Aishwarya Kumar is a freelance journalist based in Washington, DC
One ball, two runs to win. One to tie. A few seconds pass in silence. Hands are clasped together; the pressure palpable. And then red flags erupted as West Indian supporters came running down the stands of Central Broward Regional Park.
A one-run victory for West Indies. The fans could have asked for little more.
After the initial shock of loss wore off, the Indian fans applauded, realising what an unprecedented game of cricket they had witnessed. More than 30 sixes and fours; 489 runs separated by one.
"You can't get a better finish than this to conclude the first Indian match in the US.," a West Indian fan called out to a group of Indian fans. They hugged and shook hands. They had got their money's worth, and some of the tickets were not cheap.
The game was an example of why cricket goes beyond who wins and loses. It goes beyond who takes the Man-of-the-Match award home. It was all about enjoying the thrill and the uncertainty of sport. With eight runs needed to win in the last over, the Indian fans looked confident, pumping fists and waving flags. But they wouldn't be heartbroken if India didn't make it. To witness the game was all that mattered to them.
They wanted a spectacle and they got one.
KL Rahul and Evin Lewis kept the crowd entertained in both innings, their cover drives and midwicket sixes elicited wild cheers from the crowd. Both got standing ovations when they reached their centuries.
"Chak de India," screamed a fan and the rest followed suit. Sometimes a West Indian fan joined in.
When Rahul cruised to his century with a six, the crowd chanted "Rahul, Rahul." When Dwayne Bravo pulled off the near impossible - denying India eight in the final over - the crowd chanted "DJ, DJ."
It was not about who would win. It was about how.
"If there is one person who could do it, it is DJ," said West Indian fan Geta Whitehall, waving her flag and jumping in excitement. Despite the overwhelming Indian fan base, the West Indian fans remained confident throughout. "We're closer to home, you know," said Chris Whitehall.
Midway through the first innings, a dance broke out in the stands next to the press box. A West Indian fan and an Indian were battling it out. The crowd chanted words of encouragement. Bhangra on one side. West Indian jive on the other. The fans bonded like never before.
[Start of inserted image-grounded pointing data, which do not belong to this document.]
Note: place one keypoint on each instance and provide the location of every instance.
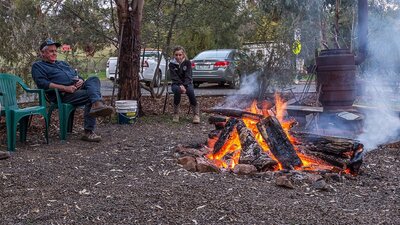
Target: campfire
(259, 138)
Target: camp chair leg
(46, 124)
(11, 135)
(165, 101)
(23, 128)
(70, 121)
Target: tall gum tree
(129, 19)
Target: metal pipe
(362, 31)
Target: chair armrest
(42, 99)
(58, 96)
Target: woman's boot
(196, 112)
(175, 117)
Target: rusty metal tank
(336, 69)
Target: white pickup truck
(147, 69)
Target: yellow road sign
(296, 47)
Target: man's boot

"Most people have never witnessed India playing here before. The passion and happiness is more intense here because of how rare cricket is played here," said Gourabh Arora, an Indian fan who flew down with his nine-year-old daughter from Virginia.
After the game, MS Dhoni said Indian fans follow the team wherever they go and it was a pleasure to play in front of the crowd. "Even if we're playing in the Bermuda Triangle, they'll be there," he said. Dhoni also joked about how the closest people came to witnessing sixes here were home runs in baseball and not many of those are scored in a game.
At the tail end of the chase, the big screen read: "Fan of the day - Cherry." And the stand next to the press box broke into loud cheers. Cherry Patel, an Indian fan from Tampa, was going to get a chance to get a photo with Virat Kohli. She stood up on the chair and screamed, the painting of the word "Virat" visible on her legs. The crowd cheered "Cherry, Cherry."
The crowd stayed back for the presentation ceremony as Ravi Shastri's booming voice rang around the stadium. "This is a once in a lifetime opportunity. I won't forget this," said Raja Selvaraj, an engineer from Atlanta.
Fans walked out, flags and posters safely tucked away in their bags.
"We are coming back tomorrow," they said.